• Sonuç bulunamadı

2.8. Obezite Cerrahisi Hakkında Genel Bilgiler

2.8.4. Obezite Cerrahisi

Obezite cerrahisi, obezitenin önlenmesi ve tedavisi amacıyla geliştirilen invazif veya minimal invazif teknikleri olarak tanımlanmaktadır. Obezitede tıbbi tedavi başarısız olduğunda obezite cerrahisi yöntemine başvurulmaktadır. Obezite cerrahisi, obezite ile ilişkili birçok komorbiditelerin iyileşmesine, zamanla sürekli kilo kaybına, yaşam kalitesinde iyileşmeyi sağlar ve morbid obezite için etkili bir tedavi yöntemidir. En az bir komorbid durumla (diyabet, hipertansiyon, uyku apnesi gibi) olup BKI> 35 kg/m2 veya BKI> 40 kg/m2 morbid obez olan kişilerde uygulanmaktadır. Uygulanan cerrahi yöntemine bakılmaksızın, cerrahi olmayan tedavilere kıyasla kilo kaybında ve obezite ile ilişkili hastalıklarda daha fazla iyileşme sağladığı belirtilmektedir. Günümüzde, sleeve gastrektomi, gastrik bypass, gastrik bantlama ve duodenal switch ile biliopankreatik diversiyon sırasıyla en yaygın bariatrik cerrahi yöntemleridir (Angrisani ve ark. 2015).

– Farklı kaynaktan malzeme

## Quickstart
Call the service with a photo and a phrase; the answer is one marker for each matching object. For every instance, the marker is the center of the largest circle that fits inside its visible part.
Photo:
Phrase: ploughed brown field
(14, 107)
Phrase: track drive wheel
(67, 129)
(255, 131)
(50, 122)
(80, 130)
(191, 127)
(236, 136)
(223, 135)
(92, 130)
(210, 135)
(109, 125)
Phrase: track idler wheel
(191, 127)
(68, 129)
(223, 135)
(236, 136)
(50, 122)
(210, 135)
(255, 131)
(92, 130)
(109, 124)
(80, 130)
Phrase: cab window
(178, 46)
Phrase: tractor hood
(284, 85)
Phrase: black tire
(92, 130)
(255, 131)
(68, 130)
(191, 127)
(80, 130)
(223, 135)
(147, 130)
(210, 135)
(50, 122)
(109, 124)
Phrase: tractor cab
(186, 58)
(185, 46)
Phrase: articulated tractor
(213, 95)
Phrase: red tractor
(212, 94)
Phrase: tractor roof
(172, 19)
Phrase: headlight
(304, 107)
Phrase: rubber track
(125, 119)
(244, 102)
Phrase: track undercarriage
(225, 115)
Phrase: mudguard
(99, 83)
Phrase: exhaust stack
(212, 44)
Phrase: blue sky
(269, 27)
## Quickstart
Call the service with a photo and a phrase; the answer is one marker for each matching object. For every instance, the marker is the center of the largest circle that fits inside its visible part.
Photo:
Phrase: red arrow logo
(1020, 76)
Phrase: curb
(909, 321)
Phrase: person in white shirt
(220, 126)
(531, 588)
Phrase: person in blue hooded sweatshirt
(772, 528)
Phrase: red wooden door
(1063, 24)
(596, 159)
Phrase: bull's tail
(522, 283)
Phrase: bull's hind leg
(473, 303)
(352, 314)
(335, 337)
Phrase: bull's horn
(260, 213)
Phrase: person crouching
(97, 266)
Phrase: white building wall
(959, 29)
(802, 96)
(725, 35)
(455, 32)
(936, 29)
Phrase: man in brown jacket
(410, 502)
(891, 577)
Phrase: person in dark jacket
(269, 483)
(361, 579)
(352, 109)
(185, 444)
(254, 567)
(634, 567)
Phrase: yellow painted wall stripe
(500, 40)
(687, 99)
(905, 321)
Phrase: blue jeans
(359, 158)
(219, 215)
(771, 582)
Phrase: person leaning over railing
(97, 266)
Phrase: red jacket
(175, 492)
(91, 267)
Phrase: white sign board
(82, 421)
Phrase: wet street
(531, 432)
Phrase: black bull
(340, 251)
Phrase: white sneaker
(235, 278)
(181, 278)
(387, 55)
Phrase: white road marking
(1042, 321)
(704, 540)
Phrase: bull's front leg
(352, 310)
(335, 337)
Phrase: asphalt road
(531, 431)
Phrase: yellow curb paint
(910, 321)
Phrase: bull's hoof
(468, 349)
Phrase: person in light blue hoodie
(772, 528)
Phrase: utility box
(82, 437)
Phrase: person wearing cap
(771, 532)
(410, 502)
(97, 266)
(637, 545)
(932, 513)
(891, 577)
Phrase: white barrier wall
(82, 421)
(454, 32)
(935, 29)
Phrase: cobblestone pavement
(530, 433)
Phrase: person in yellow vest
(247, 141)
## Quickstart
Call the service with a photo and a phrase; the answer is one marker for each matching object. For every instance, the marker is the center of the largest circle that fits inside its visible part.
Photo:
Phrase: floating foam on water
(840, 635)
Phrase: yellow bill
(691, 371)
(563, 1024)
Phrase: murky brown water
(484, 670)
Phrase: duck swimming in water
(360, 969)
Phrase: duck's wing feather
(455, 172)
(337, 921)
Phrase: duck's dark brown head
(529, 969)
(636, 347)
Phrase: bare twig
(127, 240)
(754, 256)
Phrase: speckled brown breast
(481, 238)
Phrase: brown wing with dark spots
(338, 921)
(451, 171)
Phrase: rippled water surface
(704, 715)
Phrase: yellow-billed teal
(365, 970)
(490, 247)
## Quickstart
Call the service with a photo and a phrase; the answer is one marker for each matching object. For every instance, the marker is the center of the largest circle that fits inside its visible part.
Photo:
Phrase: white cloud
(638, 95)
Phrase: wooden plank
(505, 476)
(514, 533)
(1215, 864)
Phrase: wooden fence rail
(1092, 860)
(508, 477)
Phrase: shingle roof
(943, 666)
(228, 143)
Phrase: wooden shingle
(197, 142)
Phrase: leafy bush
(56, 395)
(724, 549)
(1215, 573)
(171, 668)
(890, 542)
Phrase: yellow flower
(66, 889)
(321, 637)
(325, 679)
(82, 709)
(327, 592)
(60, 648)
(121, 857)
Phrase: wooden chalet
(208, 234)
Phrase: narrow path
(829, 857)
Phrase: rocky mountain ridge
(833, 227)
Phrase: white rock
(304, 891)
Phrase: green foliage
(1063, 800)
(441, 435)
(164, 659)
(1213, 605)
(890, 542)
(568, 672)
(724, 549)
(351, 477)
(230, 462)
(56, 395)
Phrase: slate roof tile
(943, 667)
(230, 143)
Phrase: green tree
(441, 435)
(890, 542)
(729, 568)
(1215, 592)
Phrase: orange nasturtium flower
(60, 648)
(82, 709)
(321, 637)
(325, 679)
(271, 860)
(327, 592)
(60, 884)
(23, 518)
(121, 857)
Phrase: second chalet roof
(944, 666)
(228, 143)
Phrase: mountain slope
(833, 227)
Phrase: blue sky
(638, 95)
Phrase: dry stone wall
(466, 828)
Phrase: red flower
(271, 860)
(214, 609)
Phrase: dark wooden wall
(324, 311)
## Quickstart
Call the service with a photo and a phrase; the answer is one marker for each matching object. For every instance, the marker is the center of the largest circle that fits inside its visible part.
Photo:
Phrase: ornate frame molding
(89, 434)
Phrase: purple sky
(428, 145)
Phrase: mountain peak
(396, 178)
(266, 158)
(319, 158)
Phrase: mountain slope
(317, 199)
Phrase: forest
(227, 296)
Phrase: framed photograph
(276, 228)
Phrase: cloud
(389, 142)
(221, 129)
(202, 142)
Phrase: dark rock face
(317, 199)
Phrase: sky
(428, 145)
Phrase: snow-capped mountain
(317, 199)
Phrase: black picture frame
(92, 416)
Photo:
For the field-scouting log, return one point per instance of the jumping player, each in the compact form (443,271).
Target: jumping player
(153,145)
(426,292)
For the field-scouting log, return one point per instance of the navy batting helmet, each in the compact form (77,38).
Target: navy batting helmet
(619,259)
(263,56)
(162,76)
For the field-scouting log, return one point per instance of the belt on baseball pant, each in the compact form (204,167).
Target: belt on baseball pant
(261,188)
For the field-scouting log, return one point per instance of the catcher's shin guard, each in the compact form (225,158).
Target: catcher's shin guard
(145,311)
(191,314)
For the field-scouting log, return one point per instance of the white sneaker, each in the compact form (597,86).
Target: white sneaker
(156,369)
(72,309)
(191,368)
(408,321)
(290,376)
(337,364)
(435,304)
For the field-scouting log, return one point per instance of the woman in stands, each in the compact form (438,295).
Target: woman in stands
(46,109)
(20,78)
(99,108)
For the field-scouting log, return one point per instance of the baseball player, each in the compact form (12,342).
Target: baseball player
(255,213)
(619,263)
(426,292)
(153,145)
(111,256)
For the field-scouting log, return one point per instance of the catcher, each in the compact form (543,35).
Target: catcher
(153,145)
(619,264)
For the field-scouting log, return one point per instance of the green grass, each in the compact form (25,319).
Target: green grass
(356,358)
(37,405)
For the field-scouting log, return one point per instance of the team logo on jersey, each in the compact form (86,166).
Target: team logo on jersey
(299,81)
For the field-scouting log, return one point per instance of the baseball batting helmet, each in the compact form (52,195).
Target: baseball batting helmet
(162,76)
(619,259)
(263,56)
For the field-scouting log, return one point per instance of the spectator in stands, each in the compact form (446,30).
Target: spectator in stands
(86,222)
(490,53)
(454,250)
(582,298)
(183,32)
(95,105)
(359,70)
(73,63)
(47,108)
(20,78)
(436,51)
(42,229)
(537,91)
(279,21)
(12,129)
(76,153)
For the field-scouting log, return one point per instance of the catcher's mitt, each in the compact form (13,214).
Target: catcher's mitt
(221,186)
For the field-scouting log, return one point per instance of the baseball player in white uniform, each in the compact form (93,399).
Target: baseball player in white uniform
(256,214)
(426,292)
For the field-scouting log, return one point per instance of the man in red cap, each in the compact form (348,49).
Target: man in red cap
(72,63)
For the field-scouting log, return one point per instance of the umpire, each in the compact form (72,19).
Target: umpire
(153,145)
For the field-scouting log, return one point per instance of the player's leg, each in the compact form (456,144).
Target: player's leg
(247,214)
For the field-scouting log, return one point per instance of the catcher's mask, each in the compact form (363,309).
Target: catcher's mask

Obezite Sleeve (Sleeve Gastrektomi)

Tüp mide ameliyatı olarak da bilinen obezite sleeve, dünya çapında en sık uygulanan yöntemdir. Bu yöntemde midenin dikey olarak bölünerek boyutunun yaklaşık %25 oranında küçültülmesini içerir. Geri döndürülemez bir yöntem olarak, hızlı çalışma süresi ve anatomik konfigürasyonun korunması nedeniyle nispeten daha az komplikasyon riskine sahiptir (Sabuncu ve ark. 2017).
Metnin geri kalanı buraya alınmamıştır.